A team of California-based researchers found Gallium-68-labeled PSMA-11 PET highly sensitive and accurate at detecting cancer metastases in patients with biochemically recurrent prostate cancer.

The prospective single-center study, published April 30 in the American Journal of Roentgenology, adds more weight to the growing literature suggesting PSMA-11’s vital role in prostate cancer management.

In the current study, researchers examined the diagnostic accuracy of 68Ga-PSMA-11 PET in 150 patients who underwent imaging with the radiotracer or PET/MRI. Two board-certified radiologists evaluated the images for the presence or absence of PSMA-positive diseases within the prostate bed, pelvic lymph nodes, bones and soft tissue.

A cancer diagnosis was confirmed by histopathologic analysis when available. Otherwise, the researchers used a composite of imaging and clinical follow-up.

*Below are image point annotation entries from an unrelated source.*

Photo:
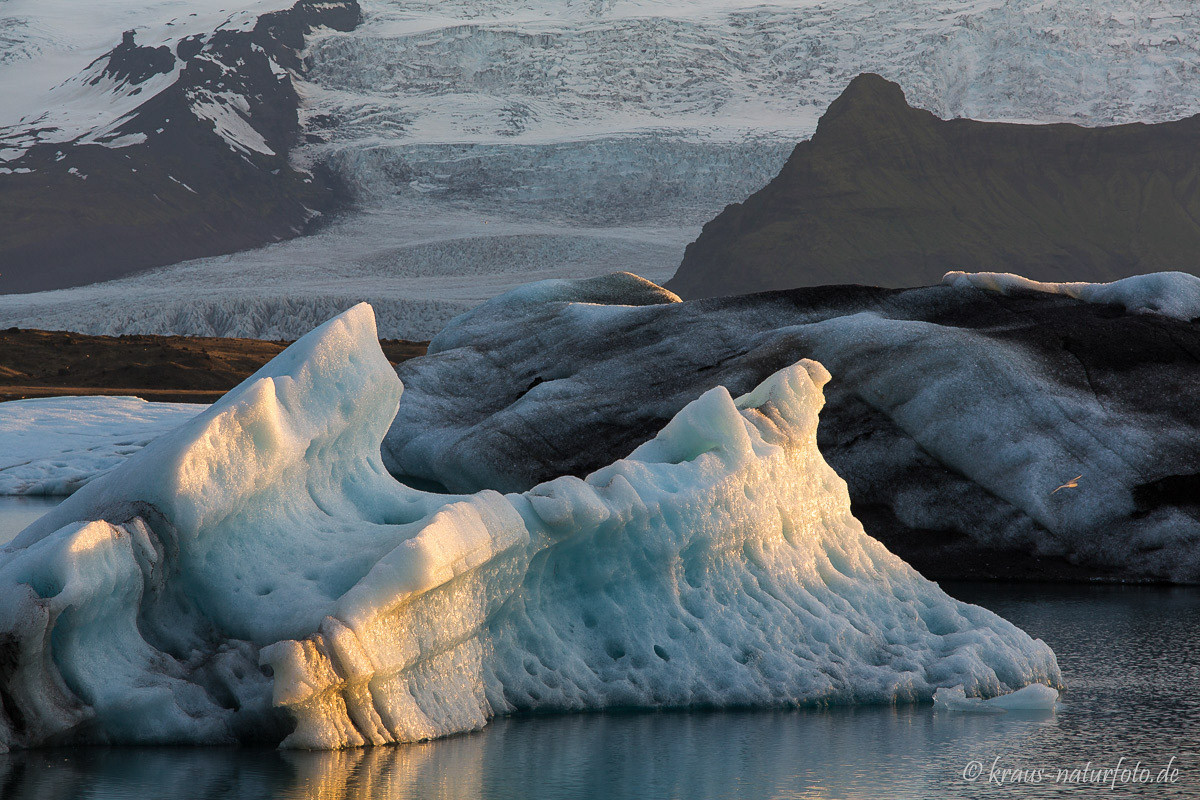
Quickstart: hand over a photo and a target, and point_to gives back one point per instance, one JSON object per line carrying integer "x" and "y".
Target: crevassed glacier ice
{"x": 256, "y": 573}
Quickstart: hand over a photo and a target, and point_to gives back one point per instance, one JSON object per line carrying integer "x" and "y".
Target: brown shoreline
{"x": 172, "y": 368}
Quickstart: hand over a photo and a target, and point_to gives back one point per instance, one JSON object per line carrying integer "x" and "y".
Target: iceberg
{"x": 256, "y": 575}
{"x": 954, "y": 415}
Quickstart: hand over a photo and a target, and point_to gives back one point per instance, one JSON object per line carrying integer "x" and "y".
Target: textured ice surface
{"x": 47, "y": 52}
{"x": 599, "y": 136}
{"x": 256, "y": 573}
{"x": 54, "y": 445}
{"x": 1171, "y": 294}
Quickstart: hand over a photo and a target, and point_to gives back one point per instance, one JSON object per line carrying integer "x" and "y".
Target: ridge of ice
{"x": 1170, "y": 294}
{"x": 1035, "y": 697}
{"x": 719, "y": 564}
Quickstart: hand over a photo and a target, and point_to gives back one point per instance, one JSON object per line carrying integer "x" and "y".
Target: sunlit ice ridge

Overall, 68Ga-PSMA-11 PET had an up to 100% sensitivity per region and a high sensitivity per patient (up to 89.8%). Positive predictive value was high per region and per patient achieving up to 100% and up to 91.5%, respectively. Positive predictive value was also high per region and per patient.

The team did find low specificity and negative predictive values for PSMA-11.

Importantly, the authors noted 68Ga-PSMA-11 PET had a nearly “perfect” interreader reliability by region with kappa scores ranging from 0.78-0.87.

The high scores were similar to those in a 2017 multicenter study that only included experienced readers, the authors noted, unlike their current study which included both experienced and inexperienced readers.

Courtney Lawhn-Heath, MD, of the department of radiology and biomedical imaging at the University of California-San Francisco, and colleagues found their results, along with past studies, cement PSMA PET’s central role in prostate cancer care.

“Our prospective study complements the existing literature, including several retrospective studies showing high sensitivity and accuracy for the detection of recurrent disease in patients with biochemical recurrence of prostate cancer,” the authors concluded. “Taken together with those of prior studies, our prospective results confirm high sensitivity and accuracy of PSMA PET in this population and suggest an important role for this modality in guiding prostate cancer management in the future.”